First, how do you choose from thousands and thousands of the literary works published on our planet every year? From plays, through the novels, poetry, up to the songwriting. How do you compare a novel written in Polish to the poetry of Rabindranath Tagore? Who makes a judgment? How do you measure the impact? Do the translators get a part of the award? I often read a story written in Polish, and then it’s translation into English. Sometimes the difference in the quality is clearly palpable.

Where in the world do you place the lyrics to the popular songs written by the singer, who, granted, received the Presidential Medal of Freedom? After the announcement of the award, Bob Dylan did not respond to the letter from the Nobel Prize committee and did not attend the ceremony. He had his medal and diploma handed during a dinner with all twelve members of the Academy, with no press and no public present, and an obligatory lecture he published on the internet.

Over the years, the Prize has become less literary and more political. The original idea, expressed vaguely in Nobel’s will, later was highjacked and modified according to the changing times and sociopolitical views of the Academia. By the nature of their writing, writers are often associated with social and political problems. But it’s fascinating to watch how often the needle goes to the left and how often to the right.

The list of the controversies in impressing. The Committee rejected Tolstoy, Zola, Ibsen, Twain, and Chekhov. It did the same with the eminent Indian writer Narayan. Sweden got 8 laureates, having the Academy members giving the awards themselves.  The public lambasted many laureates for their political views. Many did not get the award because of the fear of stirring up the political conflicts. Jorge Luis Borges didn’t get it, deliberately, considering his ardent anti-communist stance. Consequently, the Academy recognized Jean-Paul Sartre and Pablo Neruda, staunch supporters of Stalin, and Gabriel Garcia Marquez, a close friend of Castro. Most recently, the Academy balked on Salman Rushdie after the Ayatollah ordered to kill him.

There is always a question of how much the views, other than in the candidate’s expertise field, should affect the nomination process. We all have opinions, and often our personal lives are controversial. The writers are no exception, and I would argue that are affected more often than not. But they have the megaphones and access to the masses. I know for sure that totalitarian regimes widely use writers to propagate the official government positions. This kind of pressure was rampant in communist Poland. I also know that you didn’t have to press them hard to loud, our beloved leaders. Associated perks compensated for the moral questions if even there were any. They just had to play the official tunes. In the country of equals, they were more equal than others.

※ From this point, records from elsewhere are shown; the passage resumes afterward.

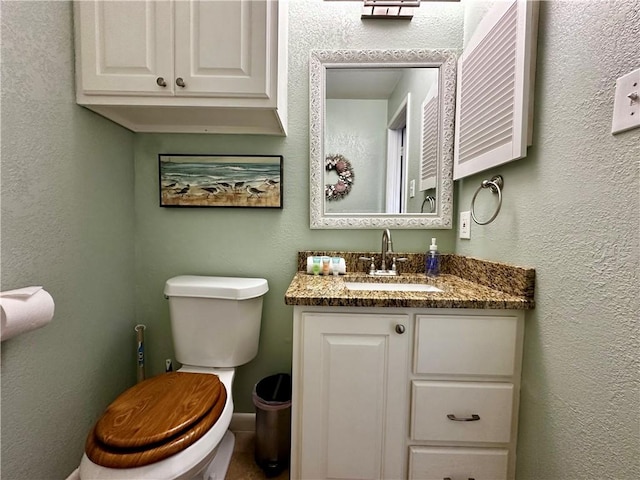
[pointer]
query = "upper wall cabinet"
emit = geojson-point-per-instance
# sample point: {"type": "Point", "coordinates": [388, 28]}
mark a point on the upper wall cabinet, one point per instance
{"type": "Point", "coordinates": [494, 100]}
{"type": "Point", "coordinates": [184, 66]}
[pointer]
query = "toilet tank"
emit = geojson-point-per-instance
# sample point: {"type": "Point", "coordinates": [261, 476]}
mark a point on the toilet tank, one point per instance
{"type": "Point", "coordinates": [215, 321]}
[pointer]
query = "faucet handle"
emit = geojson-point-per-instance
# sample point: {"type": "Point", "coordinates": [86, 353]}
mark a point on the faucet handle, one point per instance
{"type": "Point", "coordinates": [372, 267]}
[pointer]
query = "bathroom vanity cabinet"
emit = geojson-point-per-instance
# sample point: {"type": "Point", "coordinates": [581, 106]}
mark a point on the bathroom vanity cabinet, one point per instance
{"type": "Point", "coordinates": [184, 66]}
{"type": "Point", "coordinates": [405, 392]}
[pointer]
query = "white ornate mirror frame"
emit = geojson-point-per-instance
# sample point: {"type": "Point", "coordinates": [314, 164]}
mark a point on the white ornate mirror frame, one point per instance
{"type": "Point", "coordinates": [320, 60]}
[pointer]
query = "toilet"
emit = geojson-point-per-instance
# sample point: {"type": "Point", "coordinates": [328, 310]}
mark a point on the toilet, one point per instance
{"type": "Point", "coordinates": [175, 425]}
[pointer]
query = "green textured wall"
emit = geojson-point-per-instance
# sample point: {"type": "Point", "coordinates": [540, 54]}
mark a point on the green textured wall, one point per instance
{"type": "Point", "coordinates": [264, 243]}
{"type": "Point", "coordinates": [68, 225]}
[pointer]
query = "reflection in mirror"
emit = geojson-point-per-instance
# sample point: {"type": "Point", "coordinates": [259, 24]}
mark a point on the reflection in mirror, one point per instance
{"type": "Point", "coordinates": [381, 138]}
{"type": "Point", "coordinates": [374, 114]}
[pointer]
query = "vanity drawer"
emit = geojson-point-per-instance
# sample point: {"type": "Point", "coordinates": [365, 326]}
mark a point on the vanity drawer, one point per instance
{"type": "Point", "coordinates": [466, 345]}
{"type": "Point", "coordinates": [436, 463]}
{"type": "Point", "coordinates": [461, 411]}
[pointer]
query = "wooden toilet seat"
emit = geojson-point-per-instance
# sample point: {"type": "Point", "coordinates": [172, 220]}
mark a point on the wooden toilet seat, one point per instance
{"type": "Point", "coordinates": [155, 419]}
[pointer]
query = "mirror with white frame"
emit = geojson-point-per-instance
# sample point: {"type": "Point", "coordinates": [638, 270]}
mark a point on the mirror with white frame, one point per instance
{"type": "Point", "coordinates": [381, 138]}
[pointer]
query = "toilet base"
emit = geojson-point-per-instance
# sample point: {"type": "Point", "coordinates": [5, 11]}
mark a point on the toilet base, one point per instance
{"type": "Point", "coordinates": [218, 467]}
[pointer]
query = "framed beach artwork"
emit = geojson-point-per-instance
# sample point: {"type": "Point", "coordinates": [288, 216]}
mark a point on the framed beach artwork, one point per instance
{"type": "Point", "coordinates": [220, 180]}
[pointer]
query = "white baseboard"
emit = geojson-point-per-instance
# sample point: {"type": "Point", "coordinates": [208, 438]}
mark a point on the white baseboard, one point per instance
{"type": "Point", "coordinates": [243, 422]}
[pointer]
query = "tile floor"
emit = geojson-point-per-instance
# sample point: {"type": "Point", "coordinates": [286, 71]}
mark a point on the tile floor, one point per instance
{"type": "Point", "coordinates": [243, 465]}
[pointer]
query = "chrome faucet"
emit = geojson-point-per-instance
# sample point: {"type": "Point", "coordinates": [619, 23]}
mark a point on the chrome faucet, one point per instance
{"type": "Point", "coordinates": [387, 247]}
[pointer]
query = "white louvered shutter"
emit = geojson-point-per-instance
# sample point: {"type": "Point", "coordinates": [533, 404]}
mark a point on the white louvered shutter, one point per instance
{"type": "Point", "coordinates": [429, 147]}
{"type": "Point", "coordinates": [495, 89]}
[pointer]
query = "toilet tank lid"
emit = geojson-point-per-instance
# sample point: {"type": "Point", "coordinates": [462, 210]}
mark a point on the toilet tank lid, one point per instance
{"type": "Point", "coordinates": [227, 288]}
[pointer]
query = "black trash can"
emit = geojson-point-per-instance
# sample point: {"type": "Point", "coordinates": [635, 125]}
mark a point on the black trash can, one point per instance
{"type": "Point", "coordinates": [272, 399]}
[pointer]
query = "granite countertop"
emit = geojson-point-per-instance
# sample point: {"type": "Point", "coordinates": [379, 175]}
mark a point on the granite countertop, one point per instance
{"type": "Point", "coordinates": [465, 283]}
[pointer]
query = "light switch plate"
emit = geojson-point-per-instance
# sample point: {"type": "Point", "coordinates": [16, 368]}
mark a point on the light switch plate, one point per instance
{"type": "Point", "coordinates": [626, 103]}
{"type": "Point", "coordinates": [465, 225]}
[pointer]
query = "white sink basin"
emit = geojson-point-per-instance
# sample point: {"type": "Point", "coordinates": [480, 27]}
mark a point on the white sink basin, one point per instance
{"type": "Point", "coordinates": [392, 287]}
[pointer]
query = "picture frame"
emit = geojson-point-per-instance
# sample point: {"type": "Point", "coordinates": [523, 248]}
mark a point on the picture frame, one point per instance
{"type": "Point", "coordinates": [236, 181]}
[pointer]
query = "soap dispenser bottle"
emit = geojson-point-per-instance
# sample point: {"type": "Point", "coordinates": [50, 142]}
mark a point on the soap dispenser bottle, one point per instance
{"type": "Point", "coordinates": [432, 260]}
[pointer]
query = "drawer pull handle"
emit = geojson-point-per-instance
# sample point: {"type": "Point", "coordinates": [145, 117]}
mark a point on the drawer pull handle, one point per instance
{"type": "Point", "coordinates": [472, 418]}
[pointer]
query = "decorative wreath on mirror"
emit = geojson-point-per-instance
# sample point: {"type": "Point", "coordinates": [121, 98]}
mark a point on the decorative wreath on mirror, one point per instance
{"type": "Point", "coordinates": [343, 168]}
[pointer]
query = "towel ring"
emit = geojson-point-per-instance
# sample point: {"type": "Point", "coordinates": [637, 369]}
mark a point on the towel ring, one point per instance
{"type": "Point", "coordinates": [495, 184]}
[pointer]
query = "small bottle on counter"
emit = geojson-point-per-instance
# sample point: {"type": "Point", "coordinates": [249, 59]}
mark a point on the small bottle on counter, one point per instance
{"type": "Point", "coordinates": [432, 260]}
{"type": "Point", "coordinates": [326, 265]}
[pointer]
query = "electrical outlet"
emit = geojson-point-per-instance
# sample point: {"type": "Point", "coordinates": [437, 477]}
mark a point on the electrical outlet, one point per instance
{"type": "Point", "coordinates": [465, 225]}
{"type": "Point", "coordinates": [626, 103]}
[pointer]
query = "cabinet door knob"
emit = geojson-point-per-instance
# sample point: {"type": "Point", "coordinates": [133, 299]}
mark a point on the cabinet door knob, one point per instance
{"type": "Point", "coordinates": [472, 418]}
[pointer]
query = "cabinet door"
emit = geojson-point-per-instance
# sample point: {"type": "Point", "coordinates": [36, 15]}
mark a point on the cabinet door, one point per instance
{"type": "Point", "coordinates": [223, 47]}
{"type": "Point", "coordinates": [354, 392]}
{"type": "Point", "coordinates": [125, 47]}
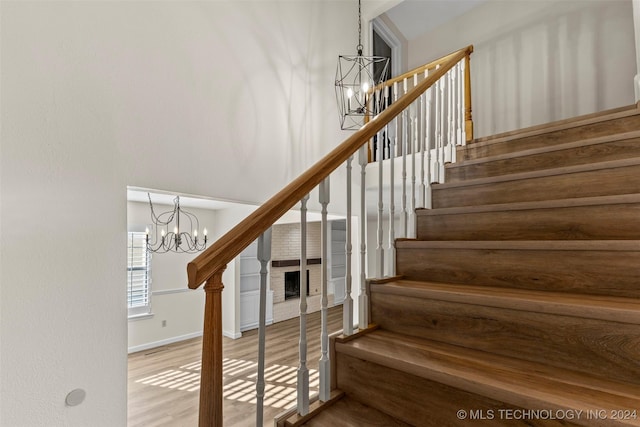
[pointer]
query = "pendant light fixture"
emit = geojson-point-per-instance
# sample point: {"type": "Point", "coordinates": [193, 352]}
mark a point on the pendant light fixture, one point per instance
{"type": "Point", "coordinates": [356, 84]}
{"type": "Point", "coordinates": [174, 227]}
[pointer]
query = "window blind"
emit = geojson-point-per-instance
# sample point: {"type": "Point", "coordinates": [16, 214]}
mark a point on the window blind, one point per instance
{"type": "Point", "coordinates": [138, 274]}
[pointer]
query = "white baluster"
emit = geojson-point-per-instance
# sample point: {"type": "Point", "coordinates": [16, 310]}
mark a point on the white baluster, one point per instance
{"type": "Point", "coordinates": [303, 370]}
{"type": "Point", "coordinates": [460, 104]}
{"type": "Point", "coordinates": [422, 126]}
{"type": "Point", "coordinates": [347, 305]}
{"type": "Point", "coordinates": [437, 132]}
{"type": "Point", "coordinates": [380, 248]}
{"type": "Point", "coordinates": [429, 135]}
{"type": "Point", "coordinates": [413, 113]}
{"type": "Point", "coordinates": [441, 107]}
{"type": "Point", "coordinates": [323, 364]}
{"type": "Point", "coordinates": [405, 138]}
{"type": "Point", "coordinates": [451, 118]}
{"type": "Point", "coordinates": [264, 256]}
{"type": "Point", "coordinates": [363, 301]}
{"type": "Point", "coordinates": [392, 202]}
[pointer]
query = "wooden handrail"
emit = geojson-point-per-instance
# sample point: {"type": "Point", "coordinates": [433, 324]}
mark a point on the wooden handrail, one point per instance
{"type": "Point", "coordinates": [421, 69]}
{"type": "Point", "coordinates": [218, 255]}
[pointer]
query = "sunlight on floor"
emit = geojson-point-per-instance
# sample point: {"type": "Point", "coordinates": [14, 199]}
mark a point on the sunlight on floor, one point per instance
{"type": "Point", "coordinates": [280, 381]}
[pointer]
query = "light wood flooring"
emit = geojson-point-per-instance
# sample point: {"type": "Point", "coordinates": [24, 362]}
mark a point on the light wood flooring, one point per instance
{"type": "Point", "coordinates": [164, 382]}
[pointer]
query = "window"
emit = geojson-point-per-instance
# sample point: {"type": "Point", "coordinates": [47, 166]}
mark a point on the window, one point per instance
{"type": "Point", "coordinates": [138, 274]}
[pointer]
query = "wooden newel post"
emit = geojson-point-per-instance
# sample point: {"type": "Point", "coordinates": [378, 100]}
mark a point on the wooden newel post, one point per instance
{"type": "Point", "coordinates": [468, 120]}
{"type": "Point", "coordinates": [211, 373]}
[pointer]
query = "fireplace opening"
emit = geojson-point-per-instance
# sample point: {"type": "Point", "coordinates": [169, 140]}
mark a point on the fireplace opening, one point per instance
{"type": "Point", "coordinates": [292, 284]}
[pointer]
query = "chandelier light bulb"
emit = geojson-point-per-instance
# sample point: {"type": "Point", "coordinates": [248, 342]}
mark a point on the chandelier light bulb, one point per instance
{"type": "Point", "coordinates": [175, 240]}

But the Academy must be consistent. To do it otherwise leads to the corruption of the award.

This year, the committee did not choose a winner. A sexual assault scandal rocked the Academy to the point, that the King had to intervene. One of the Academy members told the press that the body is in crisis and needs to be rebuilt.

The biggest scandal, however, has happened in the awarding of the Peace Prize. But this is a topic for one of the next posts.